1500年近く前の書物なのに、かなりぶっ飛んだ色使いと空間の描き方は恐るべきです。
ケルズの書の曼荼羅的な巨大ポスター(12.95ユーロ)。
こうしてみると、原初の教会作品はなんだか仏教アートに通ずるものがあるのだなあとしみじみ感じます。
ケルズの書拡大ポスター、などかなりの品揃えで見ているだけでも楽しいです。
正直、『ケルズの書』展示室よりもこのお土産屋の方が混雑しているように感じました。
ということでトリニティ・カレッジと『ケルズの書』、ダブリンに行くならオススメ度極めて高い場所でした。

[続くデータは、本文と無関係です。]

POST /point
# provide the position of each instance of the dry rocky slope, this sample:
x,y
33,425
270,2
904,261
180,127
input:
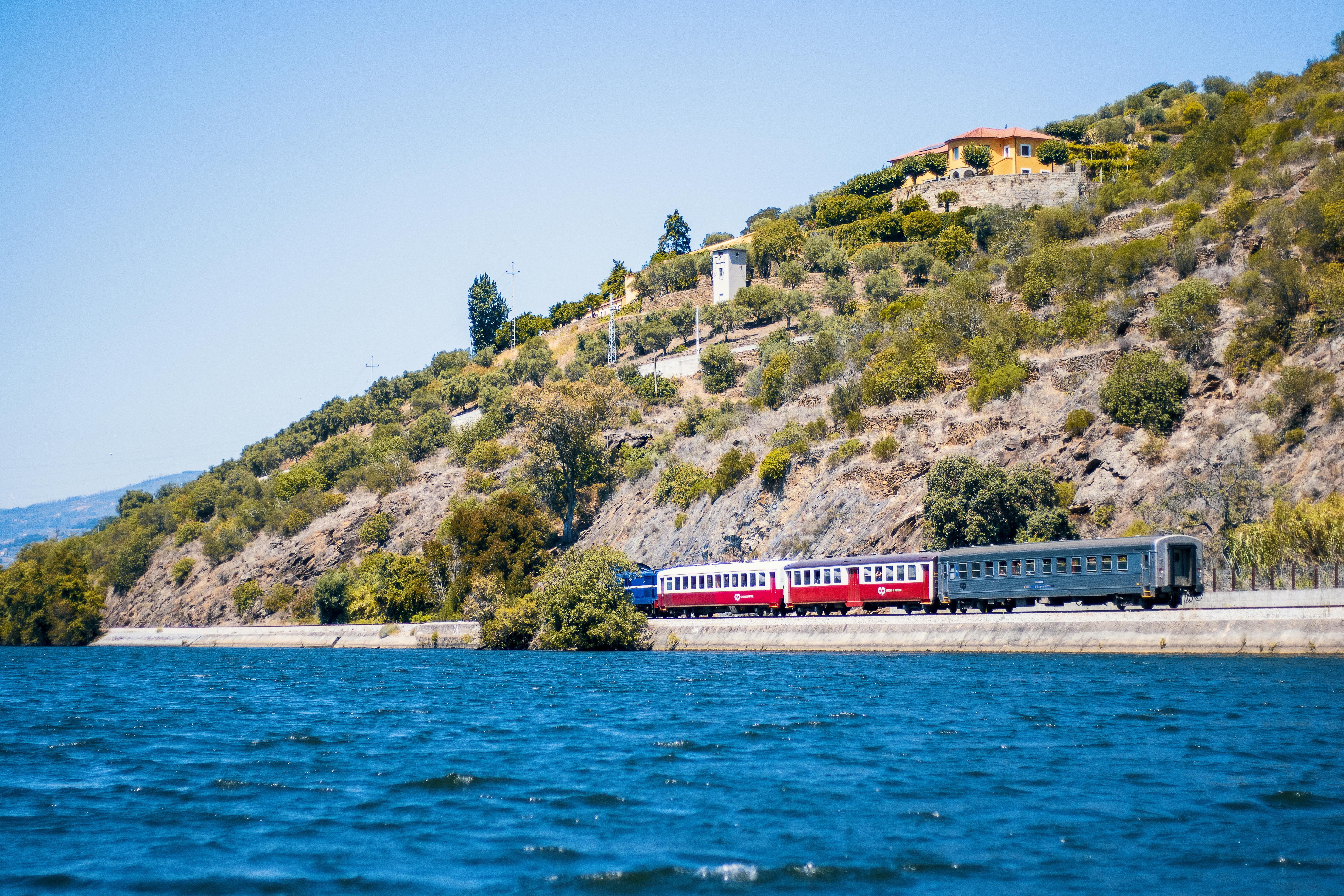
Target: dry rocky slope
x,y
859,507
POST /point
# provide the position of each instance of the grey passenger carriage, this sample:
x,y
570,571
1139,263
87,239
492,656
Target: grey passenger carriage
x,y
1146,572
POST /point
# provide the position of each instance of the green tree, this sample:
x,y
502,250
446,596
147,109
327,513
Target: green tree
x,y
1053,152
954,242
585,605
562,422
793,303
677,237
776,241
486,311
894,375
921,225
1187,316
970,504
978,158
915,167
720,370
46,597
1146,391
792,275
838,295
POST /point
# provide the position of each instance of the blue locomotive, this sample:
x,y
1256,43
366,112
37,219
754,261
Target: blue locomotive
x,y
642,585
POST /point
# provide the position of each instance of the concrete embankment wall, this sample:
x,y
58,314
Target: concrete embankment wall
x,y
424,635
1306,621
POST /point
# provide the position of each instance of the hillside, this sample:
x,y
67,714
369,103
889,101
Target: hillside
x,y
1154,350
69,515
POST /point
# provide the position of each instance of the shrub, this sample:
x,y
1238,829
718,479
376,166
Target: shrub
x,y
187,531
921,225
585,606
1146,391
1000,384
282,596
846,451
892,375
331,594
773,468
720,370
182,570
873,259
971,504
1078,421
245,597
733,468
490,456
377,530
682,484
1187,316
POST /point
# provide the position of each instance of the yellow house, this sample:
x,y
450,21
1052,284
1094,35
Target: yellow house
x,y
1013,151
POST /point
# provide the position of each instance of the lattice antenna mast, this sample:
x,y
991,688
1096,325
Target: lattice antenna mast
x,y
513,294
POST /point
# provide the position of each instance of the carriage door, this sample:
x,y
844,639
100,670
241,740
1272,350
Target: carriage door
x,y
1183,566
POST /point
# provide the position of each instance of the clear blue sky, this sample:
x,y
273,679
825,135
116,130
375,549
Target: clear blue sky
x,y
212,216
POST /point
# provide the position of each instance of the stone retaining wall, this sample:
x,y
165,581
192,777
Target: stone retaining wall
x,y
1005,190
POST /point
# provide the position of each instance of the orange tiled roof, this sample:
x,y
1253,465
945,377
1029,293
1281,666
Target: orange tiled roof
x,y
1000,134
923,151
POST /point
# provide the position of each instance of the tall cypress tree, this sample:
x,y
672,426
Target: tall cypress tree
x,y
486,311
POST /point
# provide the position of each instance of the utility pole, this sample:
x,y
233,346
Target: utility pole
x,y
611,332
513,292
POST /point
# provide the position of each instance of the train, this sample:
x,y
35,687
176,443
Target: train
x,y
1135,572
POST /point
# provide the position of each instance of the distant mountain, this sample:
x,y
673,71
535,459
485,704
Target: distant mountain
x,y
69,516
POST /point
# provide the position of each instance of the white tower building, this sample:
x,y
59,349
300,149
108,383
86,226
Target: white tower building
x,y
730,273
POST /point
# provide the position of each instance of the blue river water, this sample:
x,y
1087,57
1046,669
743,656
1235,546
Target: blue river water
x,y
353,772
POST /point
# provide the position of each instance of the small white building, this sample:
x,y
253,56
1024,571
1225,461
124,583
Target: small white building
x,y
730,273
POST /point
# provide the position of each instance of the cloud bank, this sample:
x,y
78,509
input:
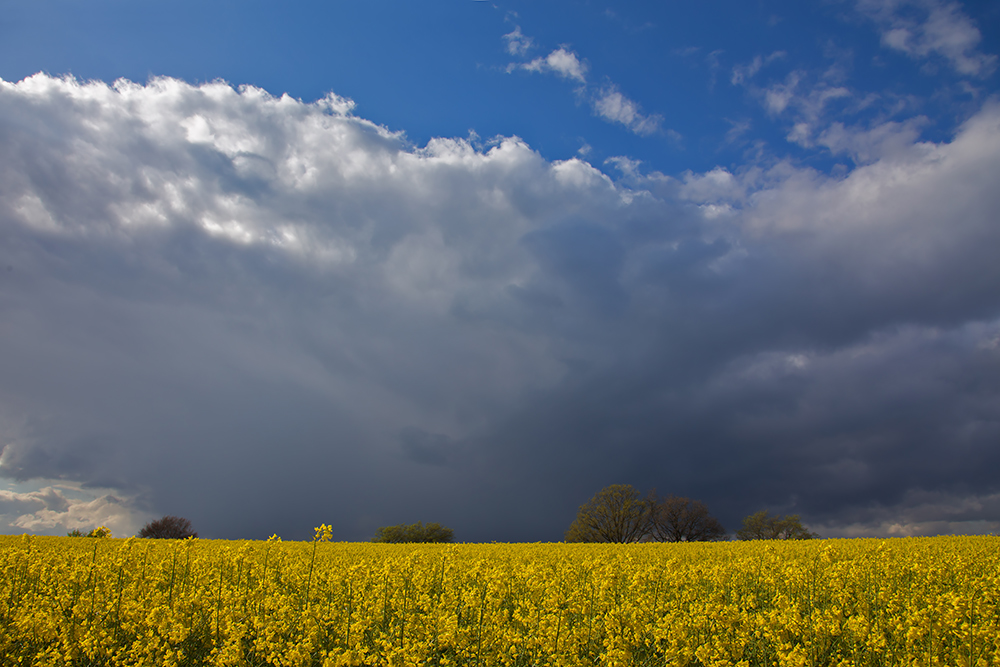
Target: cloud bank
x,y
264,314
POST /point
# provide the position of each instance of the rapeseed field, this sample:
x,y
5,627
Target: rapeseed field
x,y
919,601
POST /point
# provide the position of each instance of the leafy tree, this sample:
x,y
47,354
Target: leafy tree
x,y
168,528
675,519
616,514
417,532
763,526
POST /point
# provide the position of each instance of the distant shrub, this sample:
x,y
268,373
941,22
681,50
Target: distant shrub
x,y
100,531
417,532
168,528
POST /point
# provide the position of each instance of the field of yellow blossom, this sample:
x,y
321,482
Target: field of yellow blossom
x,y
919,601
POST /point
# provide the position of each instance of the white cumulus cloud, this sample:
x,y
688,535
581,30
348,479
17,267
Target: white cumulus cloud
x,y
253,312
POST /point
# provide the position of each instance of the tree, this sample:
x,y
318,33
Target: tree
x,y
616,514
100,531
675,519
168,528
417,532
763,526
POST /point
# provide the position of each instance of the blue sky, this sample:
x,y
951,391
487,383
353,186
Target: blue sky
x,y
489,257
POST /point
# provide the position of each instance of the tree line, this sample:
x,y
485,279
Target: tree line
x,y
619,513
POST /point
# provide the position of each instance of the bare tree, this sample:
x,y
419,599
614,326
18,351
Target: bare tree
x,y
676,519
417,532
762,526
168,528
616,514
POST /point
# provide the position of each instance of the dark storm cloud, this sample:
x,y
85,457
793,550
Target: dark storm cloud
x,y
263,315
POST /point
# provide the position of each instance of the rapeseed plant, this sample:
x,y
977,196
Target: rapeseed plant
x,y
921,601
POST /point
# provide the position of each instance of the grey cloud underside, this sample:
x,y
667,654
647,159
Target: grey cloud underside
x,y
262,314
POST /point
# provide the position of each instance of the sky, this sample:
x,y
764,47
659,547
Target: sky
x,y
270,265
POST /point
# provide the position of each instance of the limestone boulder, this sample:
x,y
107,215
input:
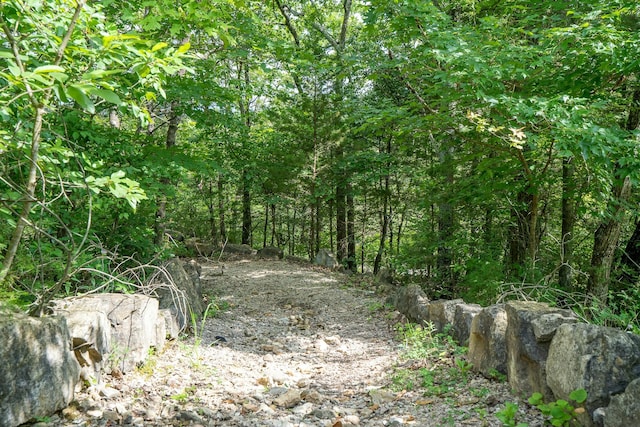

あまり時間なかったのでそこまで見てないですが、大学内には他にも沢山展示物があった、はず。ダブリン大学の創設はエリザベス1世まで遡るそうです。
ダブリンがかなり過ごしやすい件
夕日に照らされる、今回宿泊したホテル。
お洒落すぎ。
ちなみに、ダブリンは季節相応の寒さでしたが雨はほとんど降らず、比較的晴れ間も多く過ごしやすい天気でした。ロンドンよりは全然良さそうです。
今回の滞在でダブリンはかなり高感度上がったくらいです。
この時期(11月)でも湿度は80%で最高気温も10度代まであったりと、そんなに寒いわけでも無さそう。冬服で全然快適に過ごせそうです。